If it was youthful idealism that had Mehldau determined to plant his flag on the right side of history, maybe it was youthful arrogance that led him to toss around words like “fascism” when peering over at the other side. In any case, he was painfully self-aware about the meager contribution he and his generation would be able to make within the given constraints of the art form. It’s a point undercut slightly by the vitality of the music on The Art of the Trio Volume Two—especially a breathtaking version of “The Way You Look Tonight,” at once quick and light, with a harmonic mercuriality made possible by hair-trigger interplay. Ethan Iverson, a pianist in Mehldau’s circle, has described this track as “a thrilling moment for jazz,” implying that the trio’s place in history was secure.

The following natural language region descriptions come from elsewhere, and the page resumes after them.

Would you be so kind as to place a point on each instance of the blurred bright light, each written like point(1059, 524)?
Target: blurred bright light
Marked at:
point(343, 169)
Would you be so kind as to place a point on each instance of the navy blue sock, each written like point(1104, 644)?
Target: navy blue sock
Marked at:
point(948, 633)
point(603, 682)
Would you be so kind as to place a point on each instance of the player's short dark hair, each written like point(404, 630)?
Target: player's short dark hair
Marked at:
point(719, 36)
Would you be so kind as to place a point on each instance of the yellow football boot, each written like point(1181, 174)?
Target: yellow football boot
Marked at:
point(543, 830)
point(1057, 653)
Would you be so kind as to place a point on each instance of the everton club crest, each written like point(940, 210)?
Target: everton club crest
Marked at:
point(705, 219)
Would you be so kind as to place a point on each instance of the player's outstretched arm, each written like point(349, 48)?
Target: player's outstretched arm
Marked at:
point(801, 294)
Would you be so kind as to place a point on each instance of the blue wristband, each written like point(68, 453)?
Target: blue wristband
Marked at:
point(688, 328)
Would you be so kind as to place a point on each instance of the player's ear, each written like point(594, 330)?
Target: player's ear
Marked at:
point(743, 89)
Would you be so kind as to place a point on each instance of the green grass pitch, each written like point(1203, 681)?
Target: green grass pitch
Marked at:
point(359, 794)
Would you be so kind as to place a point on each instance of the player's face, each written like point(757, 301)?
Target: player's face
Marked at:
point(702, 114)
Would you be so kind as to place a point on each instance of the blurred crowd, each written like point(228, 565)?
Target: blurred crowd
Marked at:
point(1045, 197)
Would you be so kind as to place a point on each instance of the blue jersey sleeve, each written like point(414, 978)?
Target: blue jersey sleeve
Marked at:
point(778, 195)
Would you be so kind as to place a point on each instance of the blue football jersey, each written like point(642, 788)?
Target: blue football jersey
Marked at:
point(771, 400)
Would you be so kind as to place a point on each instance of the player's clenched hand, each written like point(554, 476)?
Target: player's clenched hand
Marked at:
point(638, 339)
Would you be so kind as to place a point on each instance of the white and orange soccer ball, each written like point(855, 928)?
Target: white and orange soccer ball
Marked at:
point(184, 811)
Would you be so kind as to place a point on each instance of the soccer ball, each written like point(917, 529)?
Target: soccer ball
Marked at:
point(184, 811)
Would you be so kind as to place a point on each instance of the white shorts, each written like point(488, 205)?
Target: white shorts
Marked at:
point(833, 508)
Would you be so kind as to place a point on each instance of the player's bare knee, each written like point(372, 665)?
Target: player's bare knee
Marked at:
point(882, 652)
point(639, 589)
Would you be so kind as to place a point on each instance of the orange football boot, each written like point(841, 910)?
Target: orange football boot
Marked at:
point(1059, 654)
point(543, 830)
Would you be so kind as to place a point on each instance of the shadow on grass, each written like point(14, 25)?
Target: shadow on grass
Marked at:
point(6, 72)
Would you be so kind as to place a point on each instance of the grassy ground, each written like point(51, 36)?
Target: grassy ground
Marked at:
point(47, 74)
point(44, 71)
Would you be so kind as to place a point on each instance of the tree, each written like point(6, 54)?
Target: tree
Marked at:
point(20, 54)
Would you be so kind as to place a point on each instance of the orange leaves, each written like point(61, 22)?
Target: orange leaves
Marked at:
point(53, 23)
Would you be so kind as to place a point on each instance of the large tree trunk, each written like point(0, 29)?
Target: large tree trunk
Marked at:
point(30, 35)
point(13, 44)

Years later Mehldau looked back on his frustration from a m
ore objective remove:
What you have a lot when you talk about our generation—let’s say Joshua Redman and me, Mark Turner, Brian Blade, Larry Grenadier—is an idea that there was this orthodoxy or this way to play. A lot of that came out of this thing that Wynton Marsalis was presenting, which was really cool in a lot of ways. But the downside was, it gave us the idea that we had to play in this correct style. We’re the generation of Quentin Tarantino and Beck and this mash-up of stuff: listening to Bird and Monk and Coltrane, but also being on the road and listening to Soundgarden and Alice in Chains, or going to a Sonic Youth concert.11
What changed from the mid-nineties on was both the impact of Mehldau’s peer circle and the permissions around the state of the art. The two things are interlinked. Songs: The Art of the Trio Volume Three, the most fully realized of Mehldau’s albums prior to the turn of the century, reveals the extent to which he and his trio stretched and personalized modern jazz conventions, dictating new terms without discarding the old. Partly it’s a matter of how fully Mehldau has broken away from the established grid of bebop pianism, which relegates a player’s left hand to chordal accompaniment while the right hand plays elaborative lines. Partly it’s the translucent quality of the playing itself, with a pristine but unfussy touch, a pronounced Brahmsian bent, and a shrewdly digressive approach to harmony. Partly it’s the trio’s on-again, off-again relationship to swing, and its ability to make those straight eighth-note cadences glide and breathe.